Finalmente, y en base a los dos motivos precedentes entiende la recurrente que, en todo caso, concurren serias dudas de derecho que justifican la no imposición de costas en la primera instancia.
Tal y como expusimos en un caso similar en nuestra Sentencia de 9 de enero de 2018 , con cita de otras resoluciones : Pretende la apelante que no se le impongan las costas de instancia alegando la confirmación del contrato, así como la existencia de dudas de derecho en relación a la caducidad de la acción alegada en primera instancia.
Respecto a dicho extremo el recurso debe ser desestimado.

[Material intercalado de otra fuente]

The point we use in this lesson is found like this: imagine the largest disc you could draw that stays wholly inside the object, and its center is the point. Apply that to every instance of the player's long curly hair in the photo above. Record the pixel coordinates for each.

Como señalamos, entre otras, en Sentencia de 10 de noviembre de 2016, 'esta Sala no aprecia tales de dudas de derecho respecto a la cuestión de la caducidad de la acción en atención no sólo a la claridad de la sentencia de la Sala 1ª del Tribunal Supremo de 12 de enero de 2015 , para resolver tal excepción sino, además, a la previsión contenida en el art.122-5.1 Codi civil de Catalunya en cuanto expresamente declara lo siguiente: 'El plazo de caducidad se inicia, en defecto de normas específicas, cuando nace la acción o cuando la persona titular puede conocer razonablemente las circunstancias que fundamentan la acción y la persona contra la cual puede ejercerse'. Y añadíamos que ' la reciente sentencia de la Sala 1ª del Tribunal Supremo de 16 de septiembre de 2015 tampoco advierte la concurrencia de dudas de derecho cuando anula una sentencia de la Sección 25ª de la Audiencia Provincial de Madrid que, precisamente, había estimado la caducidad de una acción de nulidad de una orden de compra de participaciones preferentes del banco islandés Landbanski, confirmando el Tribunal Supremo la decisión de la instancia donde se estimaba la demanda con imposición de costas a la entidad demandada'.
Todo lo anterior determina la desestimación del recurso de apelación interpuesto por BBVA, S.A., en tanto la estimación de la demanda es total, con desestimación de la oposición de la demandada, sin que se aprecien las dudas de derecho que invoca la apelante, lo que determina la imposición de costas conforme a lo dispuesto en el art. 394.1 de la LEC .
La desestimación del recurso determina que las costas de esta alzada deban imponerse a la recurrente ( arts.394.1 y 398.1 LEC ).
Vistos los preceptos legales citados y demás de general y pertinente aplicación,
Fallo
El Tribunal acuerda: Desestimamos el recurso de apelación interpuesto por la representación procesal de Banco Bilbao Vizcaya Argentaria SA contra la sentencia de 26 de mayo de 2017 dictada por el Juzgado de Primera Instancia número 4 de Manresa , que confirmamos en todos sus extremos, con imposición a la recurrente de las costas causadas en esta alzada.Con pérdida del depósito consignado.
La presente sentencia podrá ser susceptible de recurso de casación si concurren los requisitos legales ( art. 469 - 477 - disposición final 16 LEC ), y se interpondrá, en su caso, ante este Tribunal en el plazo de veinte días a contar desde la notificación de la presente.
Firme esta resolución, devuélvanse los autos al Juzgado de su procedencia, con certificación de la misma.
Pronuncian y firman esta sentencia los indicados Magistrados integrantes de este Tribunal.